Il m’arrive de ne pas savoir quoi répondre, quoi dire. Les gens à la parole « facile » me fascinent ou me troublent.  Et il m’arrive aussi d’être… étonnée, dirais-je, non par le propos, mais par la vacuité des mots entendus.
Est-il vraiment si important d'exprimer tout ce qu’on ressent, pense, propose ? Dire, incontestablement, confirme l’attention que je porte à l’autre. Mais ne bifurque-t-il pas rapidement vers l’attention que je me porte à moi-même ?

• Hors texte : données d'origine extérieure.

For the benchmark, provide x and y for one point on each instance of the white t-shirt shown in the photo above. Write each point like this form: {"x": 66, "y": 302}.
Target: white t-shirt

Le besoin de s’exprimer et de recevoir une réponse n’impose-t-il pas par ailleurs un sentiment de culpabilité ? Sentiment de culpabilité qui est ressenti de ne pouvoir être à la hauteur des attentes, des désirs, des besoins énoncés.
Ce besoin de s’exprimer et de recevoir une réponse vient renforcer alors mon impuissance à « secourir » l’autre, à trouver les ressources nécessaires pour entendre son appel. Cela peut sembler paradoxal, mais la parole brise une transparence, qui me permet de voir au-delà de moi et d’offrir une vérité.
Il m’arrive de ne pas savoir quoi dire, quoi répondre. Je pense alors que cela peut être interprété comme une distance ou une faiblesse. Ce l’est sans doute parfois. Je ne brille pas en société, ma verve et mes réparties ne sont pas éblouissantes. Et même si ma transparence n’est pas un gage de bonté, je l’appelle néanmoins dans mon silence.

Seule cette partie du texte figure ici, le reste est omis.